Two new initiatives in the School of Management’s Global Network for Advanced Management aim to strengthen the bonds between SOM and the international business community.

Representatives from 20 schools in the Global Network, a group of 23 international business schools that SOM Dean Edward Snyder created last year, met last week in Beijing to discuss the network’s progress since its founding. At the meeting, SOM decided to partner with five new business schools along with one of its initial partners to organize an additional Immersion Week in October, in which students from schools in the Global Network can take classes at peer institutions. The school will also launch two for-credit online courses — one on mobile banking and one on competition policy — that will virtually convene students from Global Network schools this fall in its effort to expand its international presence.

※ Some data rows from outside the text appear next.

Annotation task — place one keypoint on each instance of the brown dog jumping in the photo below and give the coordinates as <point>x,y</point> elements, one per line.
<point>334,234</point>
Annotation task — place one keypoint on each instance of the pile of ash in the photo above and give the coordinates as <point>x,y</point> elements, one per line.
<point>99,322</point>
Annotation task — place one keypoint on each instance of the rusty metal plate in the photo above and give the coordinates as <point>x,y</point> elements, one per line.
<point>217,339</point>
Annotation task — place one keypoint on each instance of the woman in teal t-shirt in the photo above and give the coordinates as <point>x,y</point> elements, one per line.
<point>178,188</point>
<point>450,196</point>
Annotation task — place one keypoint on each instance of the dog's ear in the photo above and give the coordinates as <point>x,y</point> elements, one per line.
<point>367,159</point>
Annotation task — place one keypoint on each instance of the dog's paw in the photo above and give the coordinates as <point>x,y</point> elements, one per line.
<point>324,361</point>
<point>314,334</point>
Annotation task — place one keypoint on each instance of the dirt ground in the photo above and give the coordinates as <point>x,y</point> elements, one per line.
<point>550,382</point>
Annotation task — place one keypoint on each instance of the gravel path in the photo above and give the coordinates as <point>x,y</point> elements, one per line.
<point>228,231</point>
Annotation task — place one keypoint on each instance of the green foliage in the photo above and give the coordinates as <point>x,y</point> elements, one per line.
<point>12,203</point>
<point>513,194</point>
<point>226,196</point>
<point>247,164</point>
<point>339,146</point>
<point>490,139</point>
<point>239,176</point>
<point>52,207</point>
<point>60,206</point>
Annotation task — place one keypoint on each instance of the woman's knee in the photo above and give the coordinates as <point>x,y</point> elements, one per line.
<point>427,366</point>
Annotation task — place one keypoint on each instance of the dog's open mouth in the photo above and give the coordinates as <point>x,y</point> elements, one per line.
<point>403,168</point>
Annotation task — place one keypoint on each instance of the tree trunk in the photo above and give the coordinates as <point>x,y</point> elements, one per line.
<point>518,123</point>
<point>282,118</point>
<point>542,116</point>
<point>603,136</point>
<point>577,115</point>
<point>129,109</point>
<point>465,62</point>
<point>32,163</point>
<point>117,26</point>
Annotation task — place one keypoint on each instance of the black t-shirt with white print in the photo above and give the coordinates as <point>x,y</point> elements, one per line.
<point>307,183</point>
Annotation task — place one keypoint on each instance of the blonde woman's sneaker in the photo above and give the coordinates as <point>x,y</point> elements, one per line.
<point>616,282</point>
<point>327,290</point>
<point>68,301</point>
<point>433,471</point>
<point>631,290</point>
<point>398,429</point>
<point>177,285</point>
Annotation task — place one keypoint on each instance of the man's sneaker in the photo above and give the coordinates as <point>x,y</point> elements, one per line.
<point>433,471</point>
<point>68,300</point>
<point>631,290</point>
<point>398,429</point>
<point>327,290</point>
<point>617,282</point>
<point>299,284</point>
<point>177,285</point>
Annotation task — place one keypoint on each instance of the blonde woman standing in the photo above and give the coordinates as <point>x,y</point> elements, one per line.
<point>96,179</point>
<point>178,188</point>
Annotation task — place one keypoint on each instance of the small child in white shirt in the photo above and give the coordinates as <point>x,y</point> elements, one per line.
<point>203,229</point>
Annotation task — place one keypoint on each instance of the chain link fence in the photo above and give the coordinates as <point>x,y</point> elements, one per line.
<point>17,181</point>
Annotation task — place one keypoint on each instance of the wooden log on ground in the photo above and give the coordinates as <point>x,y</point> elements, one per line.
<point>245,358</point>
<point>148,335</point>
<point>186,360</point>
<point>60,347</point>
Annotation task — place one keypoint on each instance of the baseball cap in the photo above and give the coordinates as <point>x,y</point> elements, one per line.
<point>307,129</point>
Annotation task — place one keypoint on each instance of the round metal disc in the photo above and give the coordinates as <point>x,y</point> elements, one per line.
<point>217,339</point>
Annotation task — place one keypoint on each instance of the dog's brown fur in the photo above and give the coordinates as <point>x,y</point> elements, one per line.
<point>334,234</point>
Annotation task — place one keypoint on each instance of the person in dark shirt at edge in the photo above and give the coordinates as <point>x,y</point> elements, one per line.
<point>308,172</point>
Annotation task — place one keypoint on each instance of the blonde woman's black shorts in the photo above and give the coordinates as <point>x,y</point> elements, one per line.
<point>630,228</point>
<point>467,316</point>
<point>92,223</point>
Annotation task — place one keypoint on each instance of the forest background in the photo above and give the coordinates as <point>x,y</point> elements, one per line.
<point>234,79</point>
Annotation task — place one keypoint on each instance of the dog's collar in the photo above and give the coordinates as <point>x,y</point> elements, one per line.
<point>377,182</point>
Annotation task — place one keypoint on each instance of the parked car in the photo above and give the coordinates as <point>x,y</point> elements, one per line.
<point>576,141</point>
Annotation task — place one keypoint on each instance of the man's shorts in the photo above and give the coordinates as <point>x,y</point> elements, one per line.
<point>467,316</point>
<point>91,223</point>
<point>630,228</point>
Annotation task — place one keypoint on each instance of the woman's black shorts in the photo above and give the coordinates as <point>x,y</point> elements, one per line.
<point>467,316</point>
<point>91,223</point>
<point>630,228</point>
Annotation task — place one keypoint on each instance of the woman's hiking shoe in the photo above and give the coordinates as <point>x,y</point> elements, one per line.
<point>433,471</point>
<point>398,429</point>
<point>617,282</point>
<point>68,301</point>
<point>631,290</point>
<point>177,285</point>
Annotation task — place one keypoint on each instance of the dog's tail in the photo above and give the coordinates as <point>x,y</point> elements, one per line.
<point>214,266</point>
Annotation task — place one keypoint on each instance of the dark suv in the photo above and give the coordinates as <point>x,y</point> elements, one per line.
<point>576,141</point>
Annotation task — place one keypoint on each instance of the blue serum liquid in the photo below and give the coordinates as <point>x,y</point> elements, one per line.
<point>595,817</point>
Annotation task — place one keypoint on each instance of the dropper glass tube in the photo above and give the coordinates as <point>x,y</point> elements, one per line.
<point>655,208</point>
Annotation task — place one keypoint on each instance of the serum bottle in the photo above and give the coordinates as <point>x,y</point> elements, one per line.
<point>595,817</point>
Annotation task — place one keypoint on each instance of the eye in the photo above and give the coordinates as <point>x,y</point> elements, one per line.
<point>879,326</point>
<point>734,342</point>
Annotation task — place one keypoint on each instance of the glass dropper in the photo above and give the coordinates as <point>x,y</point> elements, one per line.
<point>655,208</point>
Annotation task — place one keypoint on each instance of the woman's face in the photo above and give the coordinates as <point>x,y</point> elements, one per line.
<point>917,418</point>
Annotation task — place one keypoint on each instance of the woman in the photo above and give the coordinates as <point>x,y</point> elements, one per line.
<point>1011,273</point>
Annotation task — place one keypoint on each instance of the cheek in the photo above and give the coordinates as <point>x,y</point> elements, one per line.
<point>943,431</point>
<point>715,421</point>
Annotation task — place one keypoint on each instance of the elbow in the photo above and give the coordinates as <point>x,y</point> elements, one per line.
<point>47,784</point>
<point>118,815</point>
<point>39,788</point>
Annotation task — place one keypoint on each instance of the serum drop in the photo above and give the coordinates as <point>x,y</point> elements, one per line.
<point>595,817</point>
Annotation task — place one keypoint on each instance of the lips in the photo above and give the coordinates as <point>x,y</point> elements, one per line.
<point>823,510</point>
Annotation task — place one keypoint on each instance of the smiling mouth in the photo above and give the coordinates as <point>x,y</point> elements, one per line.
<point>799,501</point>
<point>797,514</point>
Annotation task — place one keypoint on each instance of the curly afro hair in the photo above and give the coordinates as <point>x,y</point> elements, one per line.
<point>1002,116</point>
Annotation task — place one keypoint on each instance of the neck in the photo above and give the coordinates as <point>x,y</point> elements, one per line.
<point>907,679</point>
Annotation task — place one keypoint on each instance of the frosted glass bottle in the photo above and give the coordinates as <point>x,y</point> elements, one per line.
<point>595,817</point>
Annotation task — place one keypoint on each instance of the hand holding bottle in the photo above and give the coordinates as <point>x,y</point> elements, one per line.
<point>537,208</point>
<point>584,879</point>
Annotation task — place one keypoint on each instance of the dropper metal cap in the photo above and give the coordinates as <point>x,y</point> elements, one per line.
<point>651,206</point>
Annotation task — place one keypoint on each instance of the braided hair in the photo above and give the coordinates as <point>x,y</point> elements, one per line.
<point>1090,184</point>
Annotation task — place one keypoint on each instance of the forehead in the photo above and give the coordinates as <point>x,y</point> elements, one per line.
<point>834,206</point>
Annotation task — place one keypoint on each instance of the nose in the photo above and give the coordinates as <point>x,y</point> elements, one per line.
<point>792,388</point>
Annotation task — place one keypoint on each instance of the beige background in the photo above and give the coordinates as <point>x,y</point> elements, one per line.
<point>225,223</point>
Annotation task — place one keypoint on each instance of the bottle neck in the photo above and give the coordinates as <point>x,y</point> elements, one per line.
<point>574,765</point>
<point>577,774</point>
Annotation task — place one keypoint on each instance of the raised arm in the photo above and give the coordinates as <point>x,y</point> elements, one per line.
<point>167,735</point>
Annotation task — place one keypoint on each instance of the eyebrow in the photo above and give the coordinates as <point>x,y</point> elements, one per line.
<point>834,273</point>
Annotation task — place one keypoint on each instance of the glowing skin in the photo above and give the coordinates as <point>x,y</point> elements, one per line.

“Giving students the option to work the way they might one day work in multinational corporations is in itself an important pedagogical objective,” said Senior Associate Dean for the full-time MBA program Anjani Jain. “We want to see how technology can enable learning across different communities.”

Immersion Week — an initiative that allows second-year MBA students at SOM and at schools in the Global Network to take intensive weeklong courses on one of the participant schools’ campuses — took place for the first time this March between SOM and four other business schools, and 90 percent of SOM students said they would like the school to organize an Immersion Week each semester, according to a survey taken after the initial Immersion Week. The school will still organize Immersion Week as planned in spring 2014 with its four original partners, universities located in Brazil, China, Turkey and Spain, said Senior Associate Dean for Executive MBA and Global Programs David Bach ’98.

Bach praised Immersion Week for helping SOM forge connections with new institutions in different regions of the world, adding that the school hopes to partner with up to five new Global Network schools over the next three years. The program’s growth is financially sustainable because SOM has received several gifts to host Immersion Week, said Joel Getz, SOM senior associate dean for development and alumni relations.

Bach said the additional Immersion Week and the two online courses SOM will pilot in the fall both aim to enable SOM students to “work across time zones, language barriers and business perspectives.”

“Imagine the National University of Singapore offering a course on family business in Southeast Asia — that’s something we might not offer, and through these courses, students will be able to take it,” Bach said. “These are student exchanges, even though people don’t physically move off campus.”

All SOM administrators interviewed said Snyder has “tangibly” used the Global Network to increase the school’s international presence.

Snyder could not be reached for comment Tuesday.

The additional Immersion Week will involve business schools in Costa Rica, Ireland, Spain, Japan, Israel and Mexico.